Варя так и не подняла оброненной вилки, а теперь и подавно куска не проглотит, хоть ей амброзию в золотом кубке поднесут. Анна появилась в зале с дымящимся медным чайником, и от Вари не укрылось, с какой злостью она взглянула на мужа. Затем взгляд её скользнул по облачённому в свитер Косте и мгновенно потеплел, а губы приоткрылись в улыбке, но лишь на мгновение. Она обернулась к Богдану и, протявкав что-то по-румынски, тут же извинилась перед гостями:

— Я прошу его отойти от стола. С него волчья шерсть сыпется.

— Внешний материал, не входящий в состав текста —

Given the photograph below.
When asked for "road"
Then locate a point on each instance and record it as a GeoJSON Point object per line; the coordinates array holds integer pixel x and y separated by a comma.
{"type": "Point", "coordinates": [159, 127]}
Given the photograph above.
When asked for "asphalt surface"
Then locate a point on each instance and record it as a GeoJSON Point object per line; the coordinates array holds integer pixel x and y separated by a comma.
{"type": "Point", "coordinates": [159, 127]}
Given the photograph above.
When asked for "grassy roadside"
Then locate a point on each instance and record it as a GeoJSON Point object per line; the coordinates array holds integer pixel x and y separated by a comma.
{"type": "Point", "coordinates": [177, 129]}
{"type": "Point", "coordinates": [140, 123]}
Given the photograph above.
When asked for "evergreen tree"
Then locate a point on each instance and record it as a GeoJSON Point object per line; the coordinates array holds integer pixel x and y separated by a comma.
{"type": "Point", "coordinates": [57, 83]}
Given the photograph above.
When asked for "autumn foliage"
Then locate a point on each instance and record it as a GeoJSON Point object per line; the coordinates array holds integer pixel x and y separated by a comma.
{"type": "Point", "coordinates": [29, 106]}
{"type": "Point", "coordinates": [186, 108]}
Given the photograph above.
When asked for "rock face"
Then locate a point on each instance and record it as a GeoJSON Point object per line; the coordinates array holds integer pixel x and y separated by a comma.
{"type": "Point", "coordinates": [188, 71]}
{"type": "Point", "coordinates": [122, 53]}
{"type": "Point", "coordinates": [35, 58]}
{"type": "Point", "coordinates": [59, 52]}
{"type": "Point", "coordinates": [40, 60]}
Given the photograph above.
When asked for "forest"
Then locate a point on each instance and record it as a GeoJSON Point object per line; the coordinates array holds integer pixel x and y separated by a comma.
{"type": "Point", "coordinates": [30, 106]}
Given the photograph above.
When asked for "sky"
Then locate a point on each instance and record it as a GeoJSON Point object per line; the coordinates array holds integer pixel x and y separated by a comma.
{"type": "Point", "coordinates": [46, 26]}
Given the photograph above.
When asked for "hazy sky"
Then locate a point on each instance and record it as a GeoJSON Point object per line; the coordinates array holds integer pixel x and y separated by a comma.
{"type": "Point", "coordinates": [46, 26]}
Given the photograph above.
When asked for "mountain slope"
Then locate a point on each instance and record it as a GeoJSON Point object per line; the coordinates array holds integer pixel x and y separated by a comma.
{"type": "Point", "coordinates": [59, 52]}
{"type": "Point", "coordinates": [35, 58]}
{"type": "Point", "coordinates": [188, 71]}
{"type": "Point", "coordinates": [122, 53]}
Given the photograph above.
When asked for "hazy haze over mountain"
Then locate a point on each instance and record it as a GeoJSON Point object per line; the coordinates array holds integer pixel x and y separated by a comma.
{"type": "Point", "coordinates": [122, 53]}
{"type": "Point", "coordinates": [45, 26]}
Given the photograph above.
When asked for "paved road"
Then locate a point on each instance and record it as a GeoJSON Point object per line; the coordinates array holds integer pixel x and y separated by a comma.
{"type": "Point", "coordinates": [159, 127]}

Она у нас, если заметили, везде.

— Я шёл в кухню, — с обидой, но тихо отозвался Богдан, отступая к соседнему столу. — Ты сама меня остановила.

Анна прикрыла глаза, и Богдан улучил момент продолжить прежний путь, но не тут-то было.

— Пошёл вон! — закричала Анна не своим голосом, и теперь выронил вилку Костя.

Богдан вернулся к столу, и Анна прорычала уже тише что-то по-румынски. Тот кивнул и, бросив краткий взгляд на Варю, вышел на двор, со всей дури шарахнув дверью. Анна вернула на лицо маску радушия и разлила по чашкам желтоватозеленоватый чай — должно быть, ромашковый.

— Ешьте. Еда и так еле тёплая, — сказала хозяйка и присела рядом с Варей. У той аж дыхание перехватило: «Анна всё знает, всё знает. Сам рассказал или догадалась? А, может, видела?”

Хозяйка недовольно постукивала по столу пальцем. Варя подхватила кусок творога, но как такими дрожащими руками до рта донести? Не говоря уже о том, чтобы проглотить. Не нужны ей никакие эксклюзивные предания. Ей нужен Костя, и чтобы он ни о чём не догадался.

— Варь, тебе жарко? — спросил он с полным ртом и добавил, проглотив: — Ты что так раскраснелась?

Она кивнула и судорожно принялась стягивать свитер. Короткие пряди, выбившиеся из хвоста, встали дыбом. Анна перехватила свитер и помогла Варе вынуть руки из рукавов, а та вся сжалась от такой близости. «Наверное», — думала Варя, — «Анна сейчас с удовольствием влепила бы мне оплеуху, и была б права…» Варе даже подумалось, что от новой боли, возможно, уляжется старая. Но Анна только улыбалась и улыбалась по-доброму. И от такой фальшивой улыбки Варя только больше сжималась в комок— ну как же можно так лицемерить… Как?! Потом сама себе ответила — да, всё просто: она далеко не первая дура, которую Богдан оприходовал, и Анне похождения муженька по барабану. Может, она действительно выгнала его из-за шерсти?

— Почему ты ничего не ешь? — не выдержала наконец хозяйка, откладывая в сторону аккуратно сложенный свитер.